Click here to read reviewer Michael Leonard's take on In the Dark Places.
There’s a reason police procedurals are an enduring source of entertainment, especially Peter Robinson’s Detective Chief Inspector Banks series.
The author pays particular attention to character development as well as thorough investigation of criminal activities. Minute fragments of information are connected in service of linking seemingly coincidental events into an emerging pattern and arrest, in this case a mystery constructed from the randomness of a stolen tractor, a pool of human blood discovered in a deserted World War II hangar, and eventually forensic examination of rural abattoirs (a particularly heinous addition).
Familiar characters return to tackle another set of circumstances, Detective Inspector Annie Cabbot, Detective Inspector Winsome Jackson, Detective Constable Dougal Wilson, etc., following up on the particulars of their assignments to build a cohesive case.
The complicated threads of disparate facts weave together in a puzzle only the discerning eye of DCI Banks and his crew can solve--with a little outside assistance.
From the rundown council estates in Eastvale to a remote Yorkshire farm where a tractor disappeared, from police headquarters to the wild North Yorkshire moors, the author inhabits places as precisely as characters, the local attitudes, class distinctions and dysfunctional families that contribute to the final solution, the drama accompanied by the subtle strains of mood-setting music, memorable tunes of days gone by. The vague, painstakingly obscured connections of criminal enterprises, meaningless on their own, are linked tedious detail by tedious detail, detectives adapting their boss’s long view in solving crimes.
Consistency and attention to detail facilitate a satisfying experience for armchair voyeurs (whether devoted fans of the Banks series or first-time readers), questions inevitably answered by detectives trained to let no detail go unexamined, no motive discounted. Certainly there is menace and mayhem, even murder--a bloody accident spreading animal carnage all over a country road, the overwhelming odor of an abattoir,
and the savage death of a small-time crook, to name a few--all organically woven into a mystery rife with distractions and odd bedfellows.
Moody, sophisticated and addictive, In the Dark Places
is deceptively mellow--until it isn’t. The deadly vehicle crash during a freak hailstorm ratchets up the tension, Banks drawn into the complex web of a crime with tentacles that reach beyond the expected parameters, the danger to investigators increasing exponentially. The seasoned writer--winner of the Edgar and CWA Dagger awards--illuminates not only the evolution of a crime but the society that breeds men compelled to pursue life outside the law and prey on those less fortunate.

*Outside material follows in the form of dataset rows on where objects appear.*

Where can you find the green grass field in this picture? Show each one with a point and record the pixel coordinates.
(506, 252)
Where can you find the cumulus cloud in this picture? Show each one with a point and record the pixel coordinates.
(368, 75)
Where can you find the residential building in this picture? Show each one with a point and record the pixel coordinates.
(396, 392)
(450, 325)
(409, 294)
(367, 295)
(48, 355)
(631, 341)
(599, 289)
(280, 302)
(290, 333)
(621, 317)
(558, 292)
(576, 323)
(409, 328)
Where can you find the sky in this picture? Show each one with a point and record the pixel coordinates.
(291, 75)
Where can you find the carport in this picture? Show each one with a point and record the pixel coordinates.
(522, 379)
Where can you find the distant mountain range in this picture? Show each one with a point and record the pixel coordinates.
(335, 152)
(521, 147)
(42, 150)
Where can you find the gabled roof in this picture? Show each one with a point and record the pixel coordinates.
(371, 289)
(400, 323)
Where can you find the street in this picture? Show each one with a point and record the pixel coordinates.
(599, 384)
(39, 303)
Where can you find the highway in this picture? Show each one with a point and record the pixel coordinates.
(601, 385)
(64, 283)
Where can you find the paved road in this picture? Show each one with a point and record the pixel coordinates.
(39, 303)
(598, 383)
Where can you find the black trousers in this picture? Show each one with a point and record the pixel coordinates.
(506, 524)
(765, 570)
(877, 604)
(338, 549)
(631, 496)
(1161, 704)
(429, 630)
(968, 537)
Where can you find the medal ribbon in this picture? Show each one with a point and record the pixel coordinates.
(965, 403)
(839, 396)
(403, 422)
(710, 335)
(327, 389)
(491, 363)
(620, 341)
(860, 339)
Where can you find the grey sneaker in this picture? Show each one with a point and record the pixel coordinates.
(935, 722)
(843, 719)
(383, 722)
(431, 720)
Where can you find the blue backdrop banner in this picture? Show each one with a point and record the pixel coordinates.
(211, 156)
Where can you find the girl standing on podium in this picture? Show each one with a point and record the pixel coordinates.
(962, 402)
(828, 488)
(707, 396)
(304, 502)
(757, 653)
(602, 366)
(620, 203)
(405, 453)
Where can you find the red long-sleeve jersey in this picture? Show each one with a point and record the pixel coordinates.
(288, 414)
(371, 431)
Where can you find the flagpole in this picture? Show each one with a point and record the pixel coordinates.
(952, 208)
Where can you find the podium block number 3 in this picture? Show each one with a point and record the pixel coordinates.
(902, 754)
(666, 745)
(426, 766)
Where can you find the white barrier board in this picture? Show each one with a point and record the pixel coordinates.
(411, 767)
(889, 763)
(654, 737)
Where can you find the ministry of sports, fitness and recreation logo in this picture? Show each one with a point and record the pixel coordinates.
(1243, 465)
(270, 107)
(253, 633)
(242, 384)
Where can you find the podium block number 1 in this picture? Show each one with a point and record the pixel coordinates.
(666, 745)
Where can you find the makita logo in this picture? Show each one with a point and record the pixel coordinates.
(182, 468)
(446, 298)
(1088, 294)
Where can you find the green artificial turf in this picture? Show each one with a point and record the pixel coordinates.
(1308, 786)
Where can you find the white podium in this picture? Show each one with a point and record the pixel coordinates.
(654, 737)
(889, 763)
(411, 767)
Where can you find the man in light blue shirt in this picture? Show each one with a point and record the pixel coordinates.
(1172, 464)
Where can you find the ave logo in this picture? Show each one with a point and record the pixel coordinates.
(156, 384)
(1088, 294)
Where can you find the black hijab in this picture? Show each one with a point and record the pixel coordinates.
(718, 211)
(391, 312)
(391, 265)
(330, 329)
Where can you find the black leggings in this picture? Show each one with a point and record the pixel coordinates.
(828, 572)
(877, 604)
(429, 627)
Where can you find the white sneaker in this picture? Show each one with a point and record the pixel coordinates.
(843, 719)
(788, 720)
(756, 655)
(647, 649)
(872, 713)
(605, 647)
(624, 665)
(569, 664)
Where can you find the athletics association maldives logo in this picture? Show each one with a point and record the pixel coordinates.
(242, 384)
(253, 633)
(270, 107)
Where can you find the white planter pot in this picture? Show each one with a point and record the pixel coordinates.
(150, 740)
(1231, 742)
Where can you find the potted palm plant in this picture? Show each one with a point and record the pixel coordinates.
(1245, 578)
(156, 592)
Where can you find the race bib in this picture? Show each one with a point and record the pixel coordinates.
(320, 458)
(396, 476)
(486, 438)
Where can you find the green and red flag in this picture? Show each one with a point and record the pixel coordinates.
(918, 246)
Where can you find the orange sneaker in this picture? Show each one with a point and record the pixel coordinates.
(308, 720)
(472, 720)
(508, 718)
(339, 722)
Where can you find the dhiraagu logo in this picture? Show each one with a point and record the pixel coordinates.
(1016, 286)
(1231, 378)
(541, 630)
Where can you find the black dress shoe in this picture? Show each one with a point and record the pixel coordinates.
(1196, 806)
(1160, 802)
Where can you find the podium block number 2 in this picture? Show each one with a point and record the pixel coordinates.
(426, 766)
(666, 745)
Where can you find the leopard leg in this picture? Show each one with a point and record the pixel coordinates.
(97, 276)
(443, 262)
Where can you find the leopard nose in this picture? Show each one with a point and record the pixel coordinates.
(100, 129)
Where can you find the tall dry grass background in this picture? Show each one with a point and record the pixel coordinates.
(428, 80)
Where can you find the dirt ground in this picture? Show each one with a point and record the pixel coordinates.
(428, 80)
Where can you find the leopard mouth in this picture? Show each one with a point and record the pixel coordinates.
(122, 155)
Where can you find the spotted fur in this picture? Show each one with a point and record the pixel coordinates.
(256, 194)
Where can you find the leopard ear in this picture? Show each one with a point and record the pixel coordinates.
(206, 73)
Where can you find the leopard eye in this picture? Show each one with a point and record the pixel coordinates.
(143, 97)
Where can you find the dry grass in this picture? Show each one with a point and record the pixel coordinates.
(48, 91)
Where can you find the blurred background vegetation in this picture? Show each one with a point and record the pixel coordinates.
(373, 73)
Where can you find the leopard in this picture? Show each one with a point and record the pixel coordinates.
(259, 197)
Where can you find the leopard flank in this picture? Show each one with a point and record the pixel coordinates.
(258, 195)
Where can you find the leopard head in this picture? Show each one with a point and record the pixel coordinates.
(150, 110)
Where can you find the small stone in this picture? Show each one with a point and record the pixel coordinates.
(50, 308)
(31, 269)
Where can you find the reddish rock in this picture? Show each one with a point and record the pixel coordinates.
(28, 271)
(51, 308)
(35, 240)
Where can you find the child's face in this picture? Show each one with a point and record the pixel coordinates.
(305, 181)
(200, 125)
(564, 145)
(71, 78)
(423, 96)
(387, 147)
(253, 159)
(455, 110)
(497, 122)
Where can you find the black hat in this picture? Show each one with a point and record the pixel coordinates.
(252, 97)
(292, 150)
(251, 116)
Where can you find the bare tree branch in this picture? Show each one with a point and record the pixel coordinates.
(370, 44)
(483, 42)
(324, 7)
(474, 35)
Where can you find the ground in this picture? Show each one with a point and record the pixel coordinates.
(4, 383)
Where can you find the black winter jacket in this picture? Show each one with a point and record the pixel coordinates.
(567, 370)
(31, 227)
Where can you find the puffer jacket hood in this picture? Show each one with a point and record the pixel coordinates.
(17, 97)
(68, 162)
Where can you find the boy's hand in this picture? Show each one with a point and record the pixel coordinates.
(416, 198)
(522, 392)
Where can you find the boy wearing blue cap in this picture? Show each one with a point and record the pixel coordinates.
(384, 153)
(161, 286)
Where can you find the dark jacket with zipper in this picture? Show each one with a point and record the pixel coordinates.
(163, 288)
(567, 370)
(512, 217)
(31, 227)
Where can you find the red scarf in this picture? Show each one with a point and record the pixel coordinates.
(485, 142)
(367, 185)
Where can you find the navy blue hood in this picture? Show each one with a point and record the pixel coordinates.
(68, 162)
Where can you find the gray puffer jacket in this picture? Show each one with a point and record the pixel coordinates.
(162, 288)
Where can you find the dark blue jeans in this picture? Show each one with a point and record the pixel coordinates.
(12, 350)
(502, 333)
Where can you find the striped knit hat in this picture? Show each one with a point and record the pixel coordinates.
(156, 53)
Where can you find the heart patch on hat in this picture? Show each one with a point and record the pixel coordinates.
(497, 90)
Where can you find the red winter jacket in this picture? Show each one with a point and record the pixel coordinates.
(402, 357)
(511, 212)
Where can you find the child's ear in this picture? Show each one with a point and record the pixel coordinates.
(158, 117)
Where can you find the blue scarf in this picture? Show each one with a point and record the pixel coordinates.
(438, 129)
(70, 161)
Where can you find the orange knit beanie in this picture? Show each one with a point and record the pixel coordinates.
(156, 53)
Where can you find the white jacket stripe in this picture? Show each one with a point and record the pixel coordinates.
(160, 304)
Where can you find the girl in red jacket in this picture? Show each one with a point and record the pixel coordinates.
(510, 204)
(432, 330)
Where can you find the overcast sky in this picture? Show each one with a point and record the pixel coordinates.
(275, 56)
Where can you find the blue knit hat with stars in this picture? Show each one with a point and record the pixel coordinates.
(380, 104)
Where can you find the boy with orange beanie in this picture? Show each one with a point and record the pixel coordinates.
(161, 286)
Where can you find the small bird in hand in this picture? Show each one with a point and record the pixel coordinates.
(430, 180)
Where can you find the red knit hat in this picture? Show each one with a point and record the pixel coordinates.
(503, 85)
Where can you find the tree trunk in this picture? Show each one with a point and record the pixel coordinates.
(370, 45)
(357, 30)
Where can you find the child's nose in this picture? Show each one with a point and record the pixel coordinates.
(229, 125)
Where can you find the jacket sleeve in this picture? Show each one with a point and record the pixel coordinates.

As poverty and the spreading decay of economic inequity further separate the haves and have-nots, opportunities for reasonable solutions diminish, rage and violence far more accessible, a fertile landscape for Banks and his team. There’s plenty to savor here, from visual descriptions of abattoirs to a terrified detective’s foray into an underground cave to escape the killer in pursuit, Yorkshire steeped not only in its historical past but the changing face of crime in a modern world, where borders are more porous and profit international. It’s DCI Banks’ job to contain the mayhem before it escapes the borders of his turf. And that he does.